The in-module stage ends when the cover of the rightmost module is opened. In this process, modules are destroyed in turn. The space of the modules is divided into the unit slices equally along the axis with a length of 10 mm to analyze the variation of the average value of the particle axial velocity with the axial position. The changes of the average axial velocity in the three working conditions are shown in
Figure 7. For the 2 M charge, the end faces between module 1 and module 2 are broken at
t = 0.28 ms. At this moment, the axial velocity of particles in module 1 is larger than that of particles in module 2, and the maximum value is in the area (40 mm < X < 50 mm). The axial motion direction of particles is irregular. The cover of module 2 is opened at
t = 0.33 ms. The closer the particle is to the end faces between module 1 and module 2, the greater the axial velocity. The maximum value exists in the area (130 mm < X < 140 mm), as presented in
Figure 7a. For the 3 M charge, the end surfaces between module 1 and module 2 are destroyed at
t = 0.28 ms. At
t = 0.38 ms, the end faces between module 2 and module 3 are broken. Thereafter, the spaces of module 1, 2, and 3 are axially connected, and the axial velocities of particles change by the gas. From
Figure 7b, the particle near the cover in module 1 and particles in module 2 and 3 move to the right. When the cover of module 3 is destroyed, the particle axial velocity in module 3 is decreased along the axial direction, while that in module 1 is increased. The axial velocity of particles in the middle of module 2 is smaller than that near both end faces, as illustrated in
Figure 7b. For the 4 M charge, the change law of the axial velocity is similar to the above two working conditions. After the end faces between modules are destroyed, the particles near the end faces obtain the positive axial velocity. When the cover of module 4 is opened, the maximum value of axial velocity exists in the area (230 mm < X < 240 mm) near the cover of module 2. In the three working conditions, the axial velocity of particles in the connected module increases from both sides to the middle. When the rightmost module is opened, the particle axial velocity increases with the increase in the number of modules.
3.2. Out-Module Stage
After the cover of the rightmost module is opened, the space of the gas–solid flow is changed from a multiple-connected module box to a chamber. Most of the particles move out from modules to the chamber right face by the gas phase force. The moment when a particle has moved to the right face of the chamber and has not collided with it is the end of this stage. The motions of particles at this moment in the three working conditions are shown in
Figure 8. The color of the arrow represents the particle speed in the figure, and the direction of the arrow represents the motion direction. From the figure, the particle velocity in the chamber gradually increases along with the axis in three conditions. The end times of this stage are
t = 8 ms for the 2 M charge,
t = 5.85 ms for the 3 M charge, and
t = 4.2 ms for the 4 M charge, respectively. It can be seen from the figure that the particle behavior can be divided into three regions as follows: the disordered motion region, the transition region, and the ordered motion region at this moment. With the increase in the module number, the transition region moves to the right, the number of particles moving disordered is increased, while the number of particles moving orderly to the right is decreased. The maximum particle velocity is decreased.
3.3. Accumulation Stage
After the particles collide with the right face of the chamber, the motion and distribution of particles in the Y = 0 slice (the thickness is 20 mm) during the accumulation stage of the three working conditions are shown in
Figure 9. In this stage, the velocities of particles, which have collided, are decreased and the axial motion directions of those are reversed. After the collision, particles moving in the opposite direction collide with particles moving to the right.

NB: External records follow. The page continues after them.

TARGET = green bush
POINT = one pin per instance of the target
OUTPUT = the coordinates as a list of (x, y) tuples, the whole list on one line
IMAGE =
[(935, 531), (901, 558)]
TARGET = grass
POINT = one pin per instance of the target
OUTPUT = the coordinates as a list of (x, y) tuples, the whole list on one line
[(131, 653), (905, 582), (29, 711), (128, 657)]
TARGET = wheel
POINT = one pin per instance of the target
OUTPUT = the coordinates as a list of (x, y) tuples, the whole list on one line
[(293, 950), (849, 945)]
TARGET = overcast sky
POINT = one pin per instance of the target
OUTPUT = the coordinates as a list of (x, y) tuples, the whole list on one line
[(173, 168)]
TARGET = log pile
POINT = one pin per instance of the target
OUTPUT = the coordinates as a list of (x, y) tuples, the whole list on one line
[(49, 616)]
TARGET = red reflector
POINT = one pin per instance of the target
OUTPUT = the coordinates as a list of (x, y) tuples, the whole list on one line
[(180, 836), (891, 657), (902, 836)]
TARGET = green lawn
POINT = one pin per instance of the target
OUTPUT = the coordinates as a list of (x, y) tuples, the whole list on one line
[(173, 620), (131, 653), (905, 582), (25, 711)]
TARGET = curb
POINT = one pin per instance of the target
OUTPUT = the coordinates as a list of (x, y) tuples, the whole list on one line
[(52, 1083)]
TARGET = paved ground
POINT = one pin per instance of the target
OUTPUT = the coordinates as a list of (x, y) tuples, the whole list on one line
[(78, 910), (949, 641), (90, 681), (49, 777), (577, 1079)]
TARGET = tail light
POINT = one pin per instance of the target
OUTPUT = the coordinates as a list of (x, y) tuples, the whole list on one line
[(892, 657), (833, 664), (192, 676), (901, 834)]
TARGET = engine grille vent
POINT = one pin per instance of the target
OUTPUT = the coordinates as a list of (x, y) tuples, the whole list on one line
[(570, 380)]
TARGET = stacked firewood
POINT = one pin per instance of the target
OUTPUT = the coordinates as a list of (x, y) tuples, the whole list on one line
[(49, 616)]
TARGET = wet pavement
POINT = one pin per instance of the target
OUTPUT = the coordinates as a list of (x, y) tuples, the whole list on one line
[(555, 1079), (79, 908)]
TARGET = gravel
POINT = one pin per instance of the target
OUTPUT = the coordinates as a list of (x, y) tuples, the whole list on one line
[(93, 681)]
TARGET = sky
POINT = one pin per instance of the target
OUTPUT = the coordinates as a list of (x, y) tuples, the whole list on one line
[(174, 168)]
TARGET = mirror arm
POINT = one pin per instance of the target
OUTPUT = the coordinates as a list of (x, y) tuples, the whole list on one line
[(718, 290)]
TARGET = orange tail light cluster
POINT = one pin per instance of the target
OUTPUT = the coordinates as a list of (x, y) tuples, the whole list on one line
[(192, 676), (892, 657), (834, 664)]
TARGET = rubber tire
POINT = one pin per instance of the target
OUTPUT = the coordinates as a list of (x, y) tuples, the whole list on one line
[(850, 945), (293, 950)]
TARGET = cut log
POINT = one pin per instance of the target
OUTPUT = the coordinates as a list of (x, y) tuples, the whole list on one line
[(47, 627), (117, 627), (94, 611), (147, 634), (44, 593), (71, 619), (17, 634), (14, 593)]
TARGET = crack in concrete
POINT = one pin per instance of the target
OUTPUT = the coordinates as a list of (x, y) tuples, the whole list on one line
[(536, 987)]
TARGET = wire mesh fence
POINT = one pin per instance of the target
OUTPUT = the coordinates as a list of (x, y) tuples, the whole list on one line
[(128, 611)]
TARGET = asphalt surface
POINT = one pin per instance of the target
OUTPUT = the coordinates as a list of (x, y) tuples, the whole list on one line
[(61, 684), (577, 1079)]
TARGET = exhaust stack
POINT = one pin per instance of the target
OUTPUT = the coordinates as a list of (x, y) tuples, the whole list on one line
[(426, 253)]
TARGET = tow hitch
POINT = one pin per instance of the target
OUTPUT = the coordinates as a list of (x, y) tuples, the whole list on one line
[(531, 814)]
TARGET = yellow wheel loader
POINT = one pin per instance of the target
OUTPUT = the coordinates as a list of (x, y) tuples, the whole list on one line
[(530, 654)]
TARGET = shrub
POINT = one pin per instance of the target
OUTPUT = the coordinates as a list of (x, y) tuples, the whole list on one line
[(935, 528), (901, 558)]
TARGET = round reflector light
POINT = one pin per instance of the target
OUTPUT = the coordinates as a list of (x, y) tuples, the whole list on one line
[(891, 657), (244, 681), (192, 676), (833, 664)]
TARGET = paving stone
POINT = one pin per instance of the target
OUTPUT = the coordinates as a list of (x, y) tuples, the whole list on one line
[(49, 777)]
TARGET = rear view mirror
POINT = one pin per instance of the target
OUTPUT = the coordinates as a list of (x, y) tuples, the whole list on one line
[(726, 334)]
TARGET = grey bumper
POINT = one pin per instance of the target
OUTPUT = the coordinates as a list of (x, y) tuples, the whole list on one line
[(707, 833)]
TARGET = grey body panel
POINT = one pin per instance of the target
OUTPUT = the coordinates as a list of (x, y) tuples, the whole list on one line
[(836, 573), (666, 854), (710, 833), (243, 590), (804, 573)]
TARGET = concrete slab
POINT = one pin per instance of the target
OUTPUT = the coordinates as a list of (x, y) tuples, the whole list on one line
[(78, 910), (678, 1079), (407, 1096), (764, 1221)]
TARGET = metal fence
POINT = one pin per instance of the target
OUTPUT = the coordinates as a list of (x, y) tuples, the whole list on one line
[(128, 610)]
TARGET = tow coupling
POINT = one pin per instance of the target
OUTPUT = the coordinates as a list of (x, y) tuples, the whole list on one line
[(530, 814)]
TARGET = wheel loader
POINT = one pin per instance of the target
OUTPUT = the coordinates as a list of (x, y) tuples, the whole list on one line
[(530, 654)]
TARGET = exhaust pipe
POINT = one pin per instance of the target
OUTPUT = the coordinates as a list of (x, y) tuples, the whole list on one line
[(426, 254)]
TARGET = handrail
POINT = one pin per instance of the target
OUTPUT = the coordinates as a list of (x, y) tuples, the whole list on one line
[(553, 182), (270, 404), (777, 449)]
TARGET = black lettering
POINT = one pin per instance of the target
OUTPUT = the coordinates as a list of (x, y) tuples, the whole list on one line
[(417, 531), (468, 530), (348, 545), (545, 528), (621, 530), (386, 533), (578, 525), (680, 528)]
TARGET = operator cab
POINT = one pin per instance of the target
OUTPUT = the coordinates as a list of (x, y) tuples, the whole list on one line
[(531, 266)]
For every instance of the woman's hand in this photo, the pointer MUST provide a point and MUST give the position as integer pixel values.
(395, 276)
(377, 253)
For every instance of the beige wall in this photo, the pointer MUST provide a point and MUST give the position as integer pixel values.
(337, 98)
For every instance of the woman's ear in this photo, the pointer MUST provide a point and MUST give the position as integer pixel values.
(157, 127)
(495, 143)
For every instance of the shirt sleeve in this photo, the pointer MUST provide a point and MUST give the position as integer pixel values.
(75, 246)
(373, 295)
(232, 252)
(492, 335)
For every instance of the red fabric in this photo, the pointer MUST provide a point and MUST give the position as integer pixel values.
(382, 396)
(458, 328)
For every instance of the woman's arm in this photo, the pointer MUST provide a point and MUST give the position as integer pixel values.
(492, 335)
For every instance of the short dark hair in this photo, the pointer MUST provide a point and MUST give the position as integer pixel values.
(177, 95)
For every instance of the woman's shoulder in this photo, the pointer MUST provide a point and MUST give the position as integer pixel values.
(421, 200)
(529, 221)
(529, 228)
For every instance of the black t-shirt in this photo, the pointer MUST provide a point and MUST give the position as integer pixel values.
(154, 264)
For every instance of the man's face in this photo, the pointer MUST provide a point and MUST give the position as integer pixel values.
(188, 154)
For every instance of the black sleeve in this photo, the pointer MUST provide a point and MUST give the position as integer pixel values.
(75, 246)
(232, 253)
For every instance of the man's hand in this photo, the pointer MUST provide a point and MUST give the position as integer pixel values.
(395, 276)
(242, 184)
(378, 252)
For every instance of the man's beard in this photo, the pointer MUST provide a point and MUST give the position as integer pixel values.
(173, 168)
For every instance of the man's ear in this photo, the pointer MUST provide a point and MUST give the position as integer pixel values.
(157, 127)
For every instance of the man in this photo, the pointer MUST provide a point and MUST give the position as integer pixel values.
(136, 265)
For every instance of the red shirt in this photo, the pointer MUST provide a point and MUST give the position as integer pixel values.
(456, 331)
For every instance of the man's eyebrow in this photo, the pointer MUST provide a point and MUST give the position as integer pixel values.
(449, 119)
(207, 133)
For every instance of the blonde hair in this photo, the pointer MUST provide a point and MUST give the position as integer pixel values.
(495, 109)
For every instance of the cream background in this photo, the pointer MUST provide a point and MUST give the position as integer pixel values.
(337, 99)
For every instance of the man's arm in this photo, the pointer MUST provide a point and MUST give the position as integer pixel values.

Most of the particles collide in the area near the right face of the space and remain near the surface, forming a retained particle layer, as illustrated in
Figure 9. The thickness of the particle group increases with time. At
t = 40 ms, the particles near the left surface of module 1 move in opposite directions in both radial and axial directions for the 2 M charge. For the 3 M charge, the particle motion in module 1 is disordered. For the 4 M charge, the particle motion in module 1 and module 2 is disordered. With the increase in the module number, the particle motion in the left part of the chamber changes from reverse motion to disordered motion, and the area where the disordered moving particles are located is increased. At
t = 80 ms, the particles have begun to move downward. For the 2 M charge and the 3 M charge, the particles near the bottom move to the right and collide with the right retained particle group. For the four-module charge, two hill-like retained particle groups are formed near the bottom of the chamber. With the increase in the module number, the thickness of the particle layer near the bottom of the chamber is increased, and the particle behavior changes from orderly motion to accumulation. At this moment, the retained particle layer in the 3 M charge is larger than that in the 4 M charge.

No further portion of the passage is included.